We fully support using AI to help with writing: you can describe your ideas verbally and let AI polish them (especially for hard-to-write formulas), or keep your own style with minimal polishing—we respect your choice.

That said, we hope to see real personal understanding and thought, rather than purely AI-generated text that is hard to follow.

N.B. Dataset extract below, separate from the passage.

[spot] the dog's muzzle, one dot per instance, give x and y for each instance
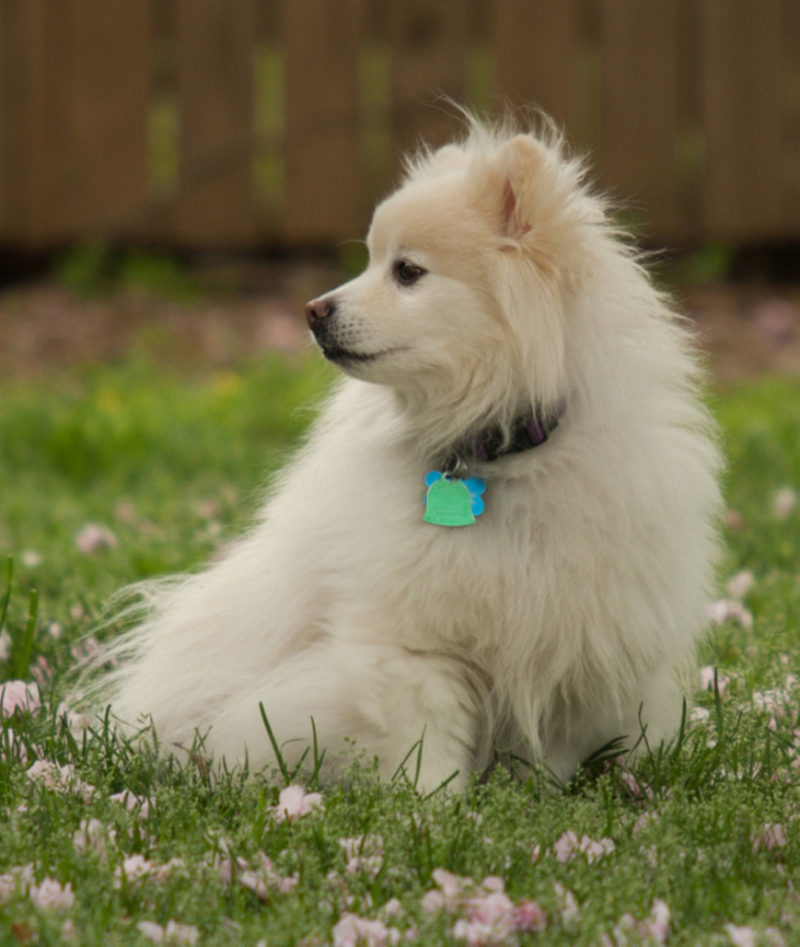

1. New feature implementation

Possible things to record:

  • Design reasoning: why this approach, and what alternatives existed?
  • Algorithm: the math principles and steps
  • Architecture: how it integrates with other modules; interface principles
  • Performance: time/space complexity and optimizations (if any)
  • Edge cases: how special inputs are handled (if needed)

Example doc structure:

## Feature name

### Implementation approach
[describe your design and decisions]

### Algorithm
[math principles and steps]

### Architecture
[integration with the existing system]

### Performance
[complexity and optimization notes]

2. Optimizing existing functionality

When you optimize or refactor code, update docs to record:

  • Motivation: why the optimization is needed
  • Improvements: measurable wins (speed, memory, etc.)
  • Compatibility: whether APIs changed and how you kept backwards compatibility
  • Trade-offs: benefits and costs of the change

Example update:

## Optimization notes

### [Feature implemented by the optimization](link-to-your-change)
- **What changed**: [details]
- **Improvement**: compute time -30%, memory -20%
- **How**: [technical details]
- **Compatibility**: fully backwards compatible

3. Bug fixes

When fixing bugs, record:

  • Symptoms: observed behavior and impact scope
  • Root cause: why it happened
  • Fix: why you chose this fix
  • Verification: how you validated correctness

Where to place docs

We recommend placing docs in locations corresponding to the code implementation, for example:

  • Core algorithm explanations can be placed in src/<lang>/hahaha/ (e.g. src/en/hahaha/)
  • Architecture design docs can be placed in src/<lang>/design/ (e.g. src/en/design/)
  • API interface documentation can be in header file comments and synced to relevant docs

Practical tips

  1. Try writing design docs before implementation—it helps clarify thinking
  2. Combine docs with code comments: comments for details, docs for overview
  3. Periodically review docs during code review
  4. Start small: improve docs for existing features to get familiar

Benefits of documenting

Contributors who document their thinking often get:

  • Faster reviews: clear docs help reviewers understand your implementation approach quickly
  • Documentation and code sync PRs: you can submit code implementation and documentation as separate PRs, reference the documentation PR in the code PR, and we will merge them together after review
  • Community recognition: your thinking becomes valuable knowledge for the project
  • Learning opportunities: documentation deepens your own understanding
  • More impact: your design ideas may shape the project's future

We believe: good code + good docs = excellent contributions. We don’t strictly require it, but we genuinely encourage it—it increases the value of your work and makes the project better.

Getting help

If you run into issues while contributing:

  • check the FAQ
  • ask in GitHub Issues
  • join community discussions

We aim to make contributing enjoyable and efficient!